I hope this is obvious, but it’s not the point of The Things I Love… to take popular positions on unpopular things. There was a time when, say, Kylie, was derided for being ‘fake’, whatever that means. Of course, now she’s loved like she’s made of ice cream, which, in a way, she is. It’s all done in that tedious, ironic way that the British do things, like cheering for the underdog or having Eurovision parties. It’s fun, people shriek, and, of course, shrieking is a sure sign of fun being had. We like them but not really, not like the serious things we like, like Bartok and Brutalism. I’m joking. I sometimes think the British don’t like anything more serious than a walk in the rain then moaning about it.
Well – I can feel you reaching for overripe fruit to throw at me – I love the sound of Rod Stewart singing sad songs. Has there ever been a performer more derided by the people who know or more enjoyed by the people who don’t? (No, is the answer, in case you were wondering, or, at least for the purposes of this post, I can’t think of anyone). I like him singing upbeat songs, too, but it’s the sad ones that get me.
When I was young I didn’t much care for sad songs.
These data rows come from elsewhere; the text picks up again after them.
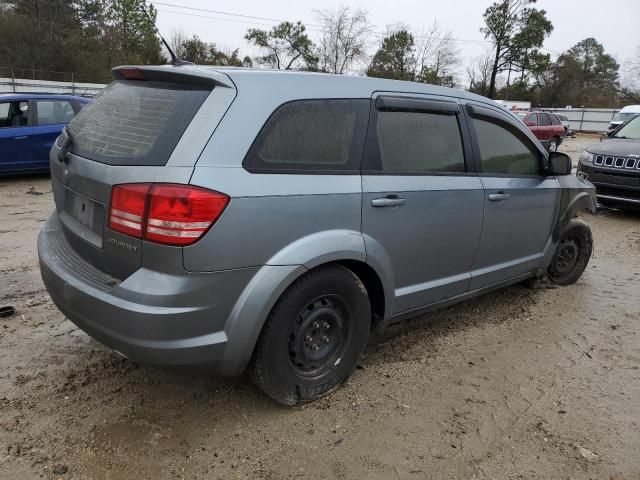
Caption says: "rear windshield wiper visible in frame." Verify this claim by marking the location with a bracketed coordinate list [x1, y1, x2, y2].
[57, 125, 73, 163]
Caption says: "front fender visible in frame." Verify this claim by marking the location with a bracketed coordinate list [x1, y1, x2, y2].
[554, 176, 597, 241]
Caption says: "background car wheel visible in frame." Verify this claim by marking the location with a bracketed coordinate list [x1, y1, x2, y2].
[249, 265, 371, 405]
[548, 219, 593, 286]
[548, 138, 558, 152]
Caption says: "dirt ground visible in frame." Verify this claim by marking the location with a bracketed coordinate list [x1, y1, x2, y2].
[1, 134, 639, 480]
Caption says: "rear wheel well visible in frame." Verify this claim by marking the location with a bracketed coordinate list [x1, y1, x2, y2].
[334, 260, 385, 329]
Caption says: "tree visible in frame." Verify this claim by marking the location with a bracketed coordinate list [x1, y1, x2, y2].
[245, 21, 317, 70]
[315, 6, 372, 74]
[366, 25, 460, 86]
[467, 52, 494, 96]
[169, 28, 188, 60]
[0, 0, 87, 75]
[481, 0, 552, 98]
[104, 0, 164, 66]
[536, 38, 619, 107]
[414, 22, 460, 87]
[180, 35, 252, 67]
[366, 28, 416, 81]
[620, 46, 640, 104]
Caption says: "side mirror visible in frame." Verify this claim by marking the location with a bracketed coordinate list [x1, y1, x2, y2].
[525, 120, 536, 127]
[548, 152, 572, 176]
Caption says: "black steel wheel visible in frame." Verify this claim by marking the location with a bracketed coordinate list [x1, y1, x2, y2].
[250, 265, 371, 405]
[548, 219, 593, 286]
[288, 295, 352, 377]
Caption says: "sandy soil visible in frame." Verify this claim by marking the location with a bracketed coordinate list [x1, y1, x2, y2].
[1, 135, 639, 480]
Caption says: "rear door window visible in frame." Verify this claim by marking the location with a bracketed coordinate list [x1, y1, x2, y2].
[0, 101, 29, 128]
[35, 100, 76, 125]
[538, 113, 551, 126]
[243, 99, 369, 173]
[473, 118, 541, 176]
[68, 80, 211, 166]
[370, 110, 465, 173]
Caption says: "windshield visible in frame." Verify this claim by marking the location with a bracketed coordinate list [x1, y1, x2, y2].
[612, 115, 640, 139]
[612, 112, 637, 123]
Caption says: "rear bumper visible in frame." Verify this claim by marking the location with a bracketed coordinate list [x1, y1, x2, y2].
[38, 213, 266, 373]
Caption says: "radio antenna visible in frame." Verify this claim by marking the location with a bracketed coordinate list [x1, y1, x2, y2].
[140, 1, 192, 66]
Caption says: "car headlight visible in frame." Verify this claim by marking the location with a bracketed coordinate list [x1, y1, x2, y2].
[579, 151, 593, 164]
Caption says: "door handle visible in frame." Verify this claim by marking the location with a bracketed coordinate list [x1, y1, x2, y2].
[13, 135, 29, 140]
[371, 195, 406, 208]
[488, 192, 510, 202]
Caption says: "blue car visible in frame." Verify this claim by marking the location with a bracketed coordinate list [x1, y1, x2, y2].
[0, 93, 90, 176]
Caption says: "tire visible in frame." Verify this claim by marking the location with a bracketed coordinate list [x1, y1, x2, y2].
[249, 265, 371, 405]
[548, 137, 558, 152]
[548, 219, 593, 286]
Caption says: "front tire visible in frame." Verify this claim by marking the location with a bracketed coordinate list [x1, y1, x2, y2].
[548, 219, 593, 286]
[249, 265, 371, 405]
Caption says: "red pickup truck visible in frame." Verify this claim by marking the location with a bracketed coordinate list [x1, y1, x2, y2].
[516, 111, 565, 152]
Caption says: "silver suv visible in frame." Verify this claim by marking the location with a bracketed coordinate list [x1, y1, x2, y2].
[38, 66, 596, 404]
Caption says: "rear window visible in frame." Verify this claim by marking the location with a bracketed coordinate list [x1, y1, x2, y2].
[68, 80, 210, 166]
[243, 99, 369, 173]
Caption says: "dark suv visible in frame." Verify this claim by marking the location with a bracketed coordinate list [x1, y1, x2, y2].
[577, 114, 640, 208]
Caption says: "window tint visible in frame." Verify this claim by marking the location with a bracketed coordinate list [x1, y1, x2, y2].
[549, 114, 562, 125]
[243, 99, 369, 172]
[473, 118, 540, 175]
[68, 80, 210, 166]
[36, 100, 75, 125]
[373, 111, 465, 173]
[0, 101, 29, 128]
[538, 113, 551, 126]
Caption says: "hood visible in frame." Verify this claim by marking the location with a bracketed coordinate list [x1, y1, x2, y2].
[587, 138, 640, 157]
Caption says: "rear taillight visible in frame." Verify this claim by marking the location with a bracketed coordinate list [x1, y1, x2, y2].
[108, 184, 229, 246]
[109, 183, 150, 238]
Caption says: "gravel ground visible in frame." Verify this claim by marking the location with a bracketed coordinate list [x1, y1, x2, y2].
[1, 135, 639, 480]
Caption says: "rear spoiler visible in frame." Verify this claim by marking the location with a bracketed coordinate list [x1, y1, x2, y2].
[111, 65, 234, 89]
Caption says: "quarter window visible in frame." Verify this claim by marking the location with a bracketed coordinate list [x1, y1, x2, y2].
[243, 99, 369, 172]
[372, 110, 465, 173]
[473, 118, 540, 176]
[36, 100, 76, 125]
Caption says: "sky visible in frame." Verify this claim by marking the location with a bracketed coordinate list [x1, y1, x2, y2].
[151, 0, 640, 76]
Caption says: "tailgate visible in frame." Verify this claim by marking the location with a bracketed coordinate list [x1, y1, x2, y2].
[50, 66, 236, 279]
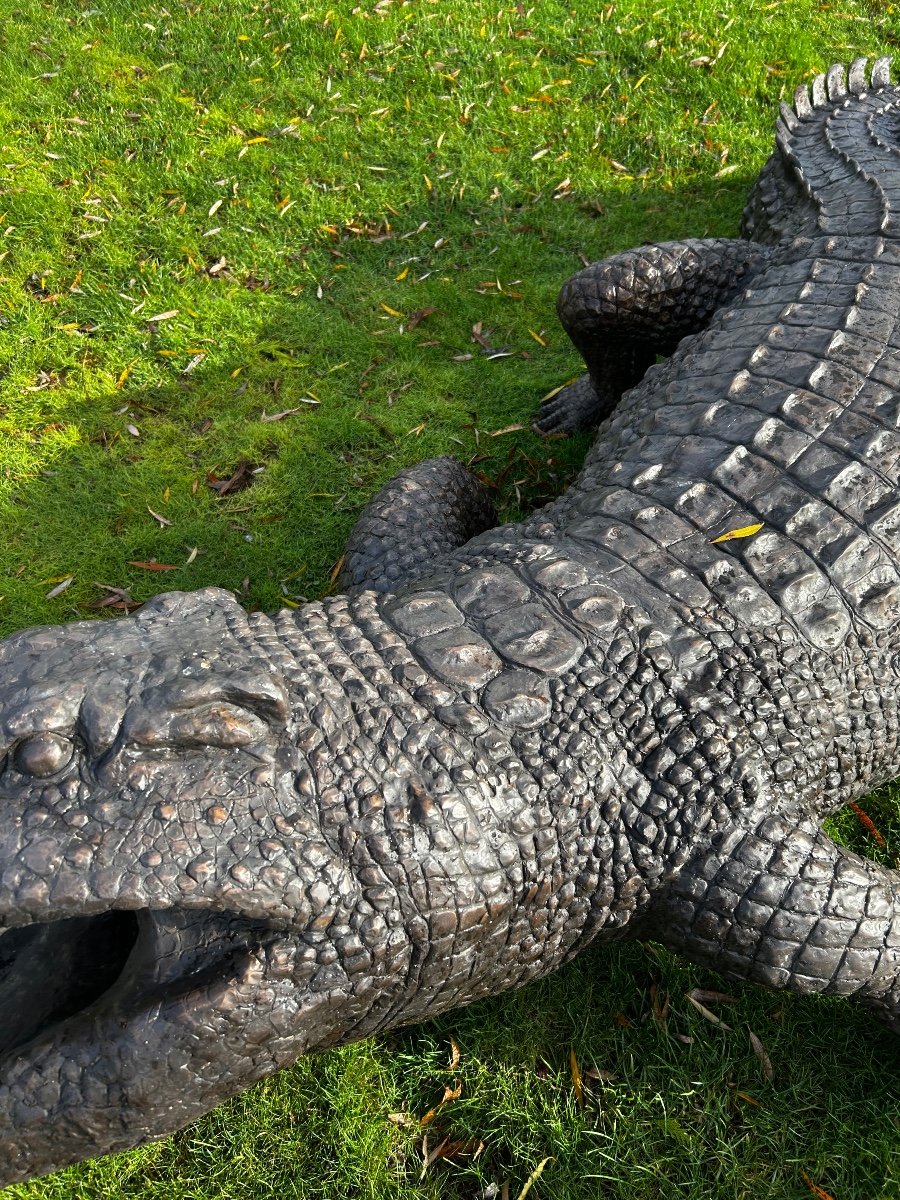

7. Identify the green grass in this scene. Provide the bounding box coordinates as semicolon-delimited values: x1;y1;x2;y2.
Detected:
3;0;900;1196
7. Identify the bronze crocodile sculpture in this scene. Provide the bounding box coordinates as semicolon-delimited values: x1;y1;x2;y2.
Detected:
2;56;900;1185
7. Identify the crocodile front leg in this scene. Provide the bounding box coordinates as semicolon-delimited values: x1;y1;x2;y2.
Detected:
339;456;497;593
535;238;772;435
652;811;900;1029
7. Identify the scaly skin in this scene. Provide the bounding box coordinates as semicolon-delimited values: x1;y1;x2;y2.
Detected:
2;56;900;1184
339;456;497;593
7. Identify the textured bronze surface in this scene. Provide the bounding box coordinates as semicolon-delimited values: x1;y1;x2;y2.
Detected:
3;57;900;1184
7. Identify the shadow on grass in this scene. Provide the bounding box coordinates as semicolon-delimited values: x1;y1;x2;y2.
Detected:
0;173;754;633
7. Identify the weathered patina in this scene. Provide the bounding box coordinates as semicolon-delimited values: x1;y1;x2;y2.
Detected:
3;57;900;1184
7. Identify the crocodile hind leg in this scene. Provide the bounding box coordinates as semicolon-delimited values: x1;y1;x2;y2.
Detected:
651;812;900;1029
339;456;497;593
535;238;772;435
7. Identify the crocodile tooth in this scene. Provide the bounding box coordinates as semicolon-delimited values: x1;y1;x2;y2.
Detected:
811;73;828;107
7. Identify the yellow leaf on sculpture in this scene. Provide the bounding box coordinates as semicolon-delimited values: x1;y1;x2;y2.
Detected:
710;522;764;544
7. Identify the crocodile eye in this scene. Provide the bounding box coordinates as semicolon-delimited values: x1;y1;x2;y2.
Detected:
13;733;73;778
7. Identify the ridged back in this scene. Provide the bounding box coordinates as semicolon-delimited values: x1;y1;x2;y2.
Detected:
744;57;900;241
535;60;900;669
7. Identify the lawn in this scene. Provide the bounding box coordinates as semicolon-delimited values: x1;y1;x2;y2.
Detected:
3;0;900;1196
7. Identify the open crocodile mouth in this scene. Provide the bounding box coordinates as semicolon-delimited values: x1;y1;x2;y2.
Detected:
0;912;140;1056
0;903;300;1186
0;907;276;1061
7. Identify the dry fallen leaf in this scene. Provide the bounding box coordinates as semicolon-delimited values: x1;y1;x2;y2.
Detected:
516;1157;554;1200
685;993;733;1030
260;407;304;422
688;988;738;1005
541;379;577;402
386;1112;416;1129
584;1066;617;1082
748;1029;774;1082
420;1080;462;1127
406;306;437;331
849;801;886;847
800;1171;836;1200
45;576;75;599
90;584;138;611
710;522;764;544
128;561;178;571
470;321;493;350
650;980;670;1027
147;506;172;527
207;460;258;496
569;1049;583;1108
419;1134;482;1179
182;353;205;375
329;554;346;584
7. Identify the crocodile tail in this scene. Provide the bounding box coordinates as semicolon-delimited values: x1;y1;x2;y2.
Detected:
740;140;817;244
741;56;899;243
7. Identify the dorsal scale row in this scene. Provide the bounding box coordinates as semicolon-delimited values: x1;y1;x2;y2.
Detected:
787;56;893;126
746;58;900;243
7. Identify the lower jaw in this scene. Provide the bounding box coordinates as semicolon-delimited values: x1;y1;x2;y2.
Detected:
0;913;271;1187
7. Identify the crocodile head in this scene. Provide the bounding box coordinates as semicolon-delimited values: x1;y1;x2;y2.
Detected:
0;589;382;1185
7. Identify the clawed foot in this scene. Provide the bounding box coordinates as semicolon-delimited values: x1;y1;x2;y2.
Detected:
533;373;605;436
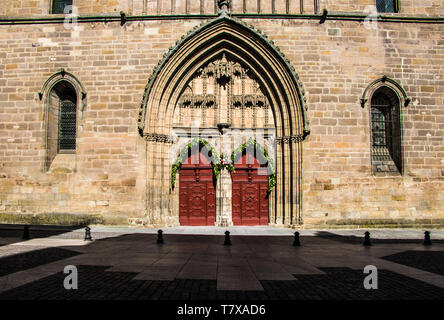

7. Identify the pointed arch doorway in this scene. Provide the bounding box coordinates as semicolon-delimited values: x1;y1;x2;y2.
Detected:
138;12;310;227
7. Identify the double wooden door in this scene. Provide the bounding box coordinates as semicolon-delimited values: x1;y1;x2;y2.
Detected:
179;151;269;226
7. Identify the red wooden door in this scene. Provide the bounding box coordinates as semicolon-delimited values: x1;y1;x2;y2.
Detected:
179;151;216;226
232;153;269;226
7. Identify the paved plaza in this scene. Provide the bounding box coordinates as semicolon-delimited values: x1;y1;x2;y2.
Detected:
0;226;443;300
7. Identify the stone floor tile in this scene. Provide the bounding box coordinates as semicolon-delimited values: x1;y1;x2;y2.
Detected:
217;265;264;291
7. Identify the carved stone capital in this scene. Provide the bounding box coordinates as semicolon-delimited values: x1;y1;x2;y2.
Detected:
276;135;304;144
144;133;173;143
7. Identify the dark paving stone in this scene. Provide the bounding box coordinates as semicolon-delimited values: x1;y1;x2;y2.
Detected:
274;268;444;300
314;231;444;245
0;247;80;277
1;266;443;300
381;250;444;276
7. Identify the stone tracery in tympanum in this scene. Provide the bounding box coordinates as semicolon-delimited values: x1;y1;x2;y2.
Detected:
172;53;275;130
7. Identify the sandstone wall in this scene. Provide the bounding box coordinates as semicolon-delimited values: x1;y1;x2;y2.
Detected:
0;1;443;226
0;0;443;17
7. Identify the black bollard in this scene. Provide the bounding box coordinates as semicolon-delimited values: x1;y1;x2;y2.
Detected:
157;229;164;244
424;231;432;246
22;225;30;240
293;231;301;246
84;226;92;241
224;231;232;246
363;231;371;246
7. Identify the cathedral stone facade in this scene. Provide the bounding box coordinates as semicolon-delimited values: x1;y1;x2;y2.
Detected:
0;0;443;228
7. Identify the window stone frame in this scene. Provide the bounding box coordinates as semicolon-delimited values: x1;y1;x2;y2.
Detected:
361;75;410;176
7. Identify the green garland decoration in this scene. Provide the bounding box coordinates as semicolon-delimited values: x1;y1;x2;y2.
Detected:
171;138;276;192
230;138;277;192
171;138;220;189
214;153;235;174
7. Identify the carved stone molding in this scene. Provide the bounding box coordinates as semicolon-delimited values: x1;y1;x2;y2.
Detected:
361;75;410;108
39;69;87;115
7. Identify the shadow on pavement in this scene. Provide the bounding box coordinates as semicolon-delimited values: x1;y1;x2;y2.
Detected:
0;224;84;247
314;231;444;244
0;231;444;300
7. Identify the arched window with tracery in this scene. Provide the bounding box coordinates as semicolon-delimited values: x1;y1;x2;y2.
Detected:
40;70;86;171
54;81;77;152
370;87;402;175
362;76;409;176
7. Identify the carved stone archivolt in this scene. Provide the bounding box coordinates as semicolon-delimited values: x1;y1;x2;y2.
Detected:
137;15;310;137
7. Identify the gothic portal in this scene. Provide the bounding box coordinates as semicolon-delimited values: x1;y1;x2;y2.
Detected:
139;14;309;227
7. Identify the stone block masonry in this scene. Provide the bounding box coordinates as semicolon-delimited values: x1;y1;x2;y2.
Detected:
0;0;443;227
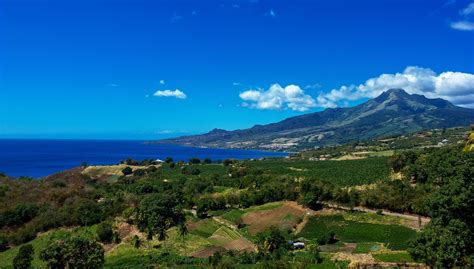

I wanted beats, I wanted rhythm, I wanted up up up. But now, in middle age, I love them. I love them so much I can’t bear to listen to them. They make me cry, they make me weep. I once broke down listening to Billie Holiday. How could she bear to sing those songs, with that saddest of voices and heaviest of hearts? I just heard Tom Waits singing a song called Martha on the radio and I’m in pieces. Lost love, regret, loneliness… the singer wants to reconnect with someone he loved in his youth.
I tried to do that a few years ago. I was returning to Amsterdam for the first time since I’d spent a glorious summer there when I was twenty, with Michael, in a beautiful, enormous house on the Kaisersgracht. It was the first time I’d been in love. After I returned to London he stayed in Holland, met someone else, blah blah. You know how that sad song goes. I wrote to Michael wanting to meet for coffee. Amsterdam that September was cool and grey. The Rijksmuseum was being refurbished and only had the bare bones of its collection on show. (Art is one of the reasons I visit other cities. Art and parks. We like what we like). Anway, we didn’t meet, I never heard from him, I never got the chance to hear how his life had been or tell him about mine. A few weeks after I came home the letter I’d written was returned, unopened. Michael didn’t want to meet me. That’s not the cruellest thing anyone has ever done to me, but it’s in the top five. I didn’t want to relight the fire. I felt no bitterness, I just wanted to say hello.
It seems obvious to me that life is not, and can never be, one long, gentle downhill glide on a Spring afternoon, with the sun and a light breeze on your face, birds singing in the trees, almond blossom floating down like the gentlest snow. In every life some rain must fall and sometimes there’s a storm. You must weather the weather. And you may as well have a decent playlist to see you through the downpour.
Rod Stewart does it at least as beautifully as anyone. Maggie May, Mandolin Wind, I Don’t Want to Talk About It, I was Only Joking and the Ballad of Georgie, definitely that. And an album track, too: Tomorrow is a Long Time. Let’s add In a Broken Dream and I have a perfect playlist for a wintry day, cold and wet outside, warm and melancholy inside. It’s the sad songs that make me happy, if that’s the right word. He doesn’t want to talk about his broken heart but I’m glad he wants to sing about it, with that rusty, ruined-sounding voice. It has never left me dry-eyed. I think I’d end with The First Cut is the Depest. It’s misery is complete, the abjectness of Rod’s broken heart is heart breaking. It’s the company that my misery needs. Your unhappiness is nothing next to Rod’s when he’s singing this sad song. He is miserable for me, I don’t have to be. And that, of course, is why I love Rod Stewart singing sad songs.